Comment 35 Jeff Timanus 2012-02-03 08:23:52 PST
Comment on attachment 124952 [details]
Patch

View in context: https://bugs.webkit.org/attachment.cgi?id=124952&action=review

> Source/WebCore/platform/graphics/gpu/DrawingBuffer.cpp:324
> +        if (!newSize.isEmpty() && adjustedSize.isEmpty()) {

This change looks ok to me.  Would it have been possible to early-out if newSize is empty?  The need to dynamically shrink by 1/2 and test allocation does not seem necessary when we are starting at 0.
Comment 36 yongsheng 2012-02-04 00:43:16 PST
(In reply to comment #35)
> (From update of attachment 124952 [details])
> View in context: https://bugs.webkit.org/attachment.cgi?id=124952&action=review
> 
> > Source/WebCore/platform/graphics/gpu/DrawingBuffer.cpp:324
> > +        if (!newSize.isEmpty() && adjustedSize.isEmpty()) {
> 
> This change looks ok to me.  Would it have been possible to early-out if newSize is empty?  The need to dynamically shrink by 1/2 and test allocation does not seem necessary when we are starting at 0.

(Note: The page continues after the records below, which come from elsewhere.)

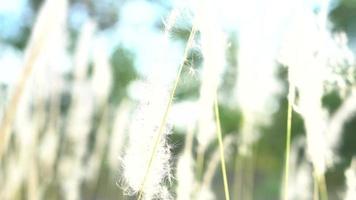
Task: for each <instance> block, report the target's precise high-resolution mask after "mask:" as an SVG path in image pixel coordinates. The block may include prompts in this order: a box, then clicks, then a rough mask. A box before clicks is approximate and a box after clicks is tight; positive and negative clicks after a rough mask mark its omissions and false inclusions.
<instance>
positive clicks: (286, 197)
mask: <svg viewBox="0 0 356 200" xmlns="http://www.w3.org/2000/svg"><path fill="white" fill-rule="evenodd" d="M289 73H290V72H289ZM289 76H290V74H289ZM288 90H289V91H288V110H287V137H286V150H285V164H284V198H283V199H284V200H287V199H288V181H289V180H288V178H289V160H290V143H291V135H292V114H293V107H292V105H293V101H294V98H295V96H294V95H295V87H294V85H293V84H292V82H291V81H289V89H288Z"/></svg>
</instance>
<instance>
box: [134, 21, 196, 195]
mask: <svg viewBox="0 0 356 200" xmlns="http://www.w3.org/2000/svg"><path fill="white" fill-rule="evenodd" d="M195 33H196V28H195V26H194V25H193V27H192V30H191V32H190V35H189V39H188V42H187V46H186V48H185V50H184V56H183V58H184V59H183V62H182V63H181V64H180V66H179V70H178V73H177V76H176V79H175V82H174V86H173V89H172V91H171V94H170V97H169V100H168V103H167V106H166V109H165V112H164V115H163V118H162V121H161V124H160V126H159V129H158V132H157V136H156V138H155V140H154V145H153V149H152V152H151V156H150V159H149V161H148V165H147V168H146V172H145V176H144V178H143V181H142V183H141V187H140V190H139V195H138V198H137V200H141V199H142V197H143V189H144V187H145V184H146V181H147V177H148V174H149V172H150V170H151V167H152V163H153V160H154V158H155V155H156V153H157V149H158V146H159V143H160V141H161V138H162V135H163V129H164V127H165V125H166V122H167V118H168V113H169V110H170V108H171V106H172V102H173V99H174V95H175V92H176V89H177V86H178V83H179V80H180V76H181V74H182V70H183V67H184V64H185V61H186V59H187V57H188V53H189V49H190V48H191V46H192V44H193V40H194V37H195Z"/></svg>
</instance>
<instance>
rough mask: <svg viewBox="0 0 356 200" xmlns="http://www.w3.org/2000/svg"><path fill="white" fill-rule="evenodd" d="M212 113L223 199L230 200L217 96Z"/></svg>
mask: <svg viewBox="0 0 356 200" xmlns="http://www.w3.org/2000/svg"><path fill="white" fill-rule="evenodd" d="M214 111H215V120H216V129H217V132H216V133H217V134H218V141H219V149H220V158H221V170H222V174H223V180H224V192H225V199H226V200H230V194H229V185H228V180H227V175H226V166H225V156H224V143H223V140H222V133H221V125H220V114H219V107H218V99H217V94H216V95H215V101H214Z"/></svg>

I just want to follow up the previous implementation. If the newSize is empty, the old code would also do allocation. In new impl, I want to do that part of code too and then jump out the loop. Make sense?
Comment 37 Kenneth Russell 2012-02-06 11:53:20 PST
Comment on attachment 124952 [details]
Patch

Looks fine as long as it passes the test. r=me again
Comment 38 WebKit Review Bot 2012-02-06 17:58:32 PST
Comment on attachment 124952 [details]
Patch

Clearing flags on attachment: 124952

Committed r106888: <http://trac.webkit.org/changeset/106888>
Comment 39 WebKit Review Bot 2012-02-06 17:58:38 PST
All reviewed patches have been landed.  Closing bug.